Todos los asistentes respaldaron la actitud del artesano y los jefes militares realistas perdieron el control de la situación. Jerónimo Seminario, artífice de la reunión y patriota declarado, envió entonces nuevos mensajes a la tropa acuartelada. Finalmente acudieron los soldados y se les preguntó, “si asistían a ese acto como tales o como ciudadanos, contestaron unánimemente a voz en cuello que como ciudadanos; a esto sucedió un viva general del pueblo y los soldados que unos tiraron las gorras por los aires y otros las rompieron, de cuyo modo tan raro como portentoso y providencial, quedó disuelto el batallón y las armas con sus jefes en poder de los patriotas”. El pueblo piurano había contagiado su fervor independiente a esos hombres que solo minutos antes estaban dispuestos a todo en favor del rey.
José María Arellano, autor de la crónica que acabamos de citar, añade que instantes después se abrieron los pliegos y se consultó a los presentes si deseaban seguir el ejemplo de Trujillo.
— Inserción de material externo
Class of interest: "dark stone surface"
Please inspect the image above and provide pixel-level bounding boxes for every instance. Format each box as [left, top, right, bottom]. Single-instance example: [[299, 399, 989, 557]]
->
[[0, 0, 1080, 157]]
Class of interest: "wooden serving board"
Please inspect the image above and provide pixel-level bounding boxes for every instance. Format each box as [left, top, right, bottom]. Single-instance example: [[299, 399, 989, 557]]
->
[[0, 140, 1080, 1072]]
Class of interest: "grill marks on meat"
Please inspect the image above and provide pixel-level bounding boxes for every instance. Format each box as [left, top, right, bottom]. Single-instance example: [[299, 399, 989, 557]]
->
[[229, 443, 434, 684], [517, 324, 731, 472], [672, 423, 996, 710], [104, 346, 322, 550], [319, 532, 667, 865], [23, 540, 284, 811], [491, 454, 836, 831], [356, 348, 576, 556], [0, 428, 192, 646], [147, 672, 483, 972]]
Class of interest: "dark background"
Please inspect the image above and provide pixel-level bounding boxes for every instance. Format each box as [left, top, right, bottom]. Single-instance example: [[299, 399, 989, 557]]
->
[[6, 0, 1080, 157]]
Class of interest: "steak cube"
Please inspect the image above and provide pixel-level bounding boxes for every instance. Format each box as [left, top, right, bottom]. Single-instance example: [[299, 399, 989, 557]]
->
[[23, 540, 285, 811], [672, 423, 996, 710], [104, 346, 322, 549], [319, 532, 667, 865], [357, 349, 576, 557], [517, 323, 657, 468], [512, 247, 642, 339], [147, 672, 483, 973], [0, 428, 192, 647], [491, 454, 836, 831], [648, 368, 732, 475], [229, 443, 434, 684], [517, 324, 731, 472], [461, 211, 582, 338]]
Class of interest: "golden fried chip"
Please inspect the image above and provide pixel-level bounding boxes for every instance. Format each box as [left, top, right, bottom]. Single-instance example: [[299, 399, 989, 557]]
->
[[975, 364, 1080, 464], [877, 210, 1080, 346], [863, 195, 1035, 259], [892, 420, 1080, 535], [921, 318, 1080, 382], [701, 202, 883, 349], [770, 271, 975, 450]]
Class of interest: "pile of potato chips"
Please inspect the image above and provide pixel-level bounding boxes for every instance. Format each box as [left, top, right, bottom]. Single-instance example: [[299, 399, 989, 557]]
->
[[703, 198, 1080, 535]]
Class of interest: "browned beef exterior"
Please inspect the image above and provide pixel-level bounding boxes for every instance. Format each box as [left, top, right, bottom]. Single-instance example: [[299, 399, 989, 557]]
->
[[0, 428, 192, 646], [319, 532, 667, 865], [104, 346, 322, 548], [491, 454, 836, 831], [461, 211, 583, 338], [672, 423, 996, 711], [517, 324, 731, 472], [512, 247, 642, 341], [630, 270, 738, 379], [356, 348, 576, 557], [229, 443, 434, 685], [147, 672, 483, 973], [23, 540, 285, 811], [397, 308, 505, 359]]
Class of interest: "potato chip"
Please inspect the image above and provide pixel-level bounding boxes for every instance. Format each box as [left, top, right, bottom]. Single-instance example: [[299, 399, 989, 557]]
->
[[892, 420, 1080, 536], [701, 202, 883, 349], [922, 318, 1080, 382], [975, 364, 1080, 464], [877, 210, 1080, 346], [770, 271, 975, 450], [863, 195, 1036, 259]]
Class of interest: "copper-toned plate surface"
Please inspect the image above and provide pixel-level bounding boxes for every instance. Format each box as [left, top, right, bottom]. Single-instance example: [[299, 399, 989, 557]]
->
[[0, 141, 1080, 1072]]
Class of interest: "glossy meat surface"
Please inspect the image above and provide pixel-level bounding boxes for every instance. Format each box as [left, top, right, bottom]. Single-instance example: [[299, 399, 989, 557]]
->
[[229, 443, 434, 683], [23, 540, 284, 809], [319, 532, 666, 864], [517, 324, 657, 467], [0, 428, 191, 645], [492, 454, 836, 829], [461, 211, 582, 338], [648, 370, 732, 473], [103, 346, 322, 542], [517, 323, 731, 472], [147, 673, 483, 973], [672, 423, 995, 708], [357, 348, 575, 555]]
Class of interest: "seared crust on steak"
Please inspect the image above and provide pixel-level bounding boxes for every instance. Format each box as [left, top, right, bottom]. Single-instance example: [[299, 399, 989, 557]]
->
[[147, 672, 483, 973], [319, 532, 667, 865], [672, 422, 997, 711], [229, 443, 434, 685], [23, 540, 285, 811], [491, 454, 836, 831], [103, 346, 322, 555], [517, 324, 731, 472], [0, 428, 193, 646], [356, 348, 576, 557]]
Hubo un silencio ansioso que apenas duró un segundo. Luego, los vivas a la patria fueron atronadores. La gente daba rienda suelta a sus emociones entre gritos y delirantes manifestaciones de júbilo. Las campanas de San Francisco empezaban su primer repique de libertad y al poco rato las de los otros templos le hacían bullicioso coro.
Pero en un momento tan solemne, no podía faltar una nota pintoresca. Dos ebrios, que las crónicas recuerdan como Bauza, de oficio barbero, y Francisco Madrid, platero, se aproximaron tambaleantes a la mesa de las autoridades, para dejar constancia que ellos “morirían por su rey”. Poco después se formó una junta gubernativa que dejó en libertad a los ciudadanos españoles y a los realistas. Ni estos ni aquellos sufrieron vejamen en sus personas o bienes.
La noche del 4 hubo festejos, iluminación y nuevo repique de campanas. El 5, los fatigados pero entusiastas patriotas, se aprestaron a Jurar la Independencia. La ceremonia, anunciada por un bando “el más solemne que se haya visto en esta ciudad hasta el día”, recorrió las calles seguido de un nutrido cortejo. Hubo salvas de 21 cañonazos e improvisados poetas cantaron loas a la patria, en verdadero delirio cívico. El día 6 fue jurada la Independencia con el marco de una solemnísima Misa de Gracia, seguida de Te Deum Laudamus. Entre el humo de incienso y la vibrante voz del religioso que desde el púlpito pedía la Divina Protección para la patria, el pueblo de Piura, con la escarapela bicolor sobre el pecho, iniciaba una nueva, esperanzada, etapa de su historia.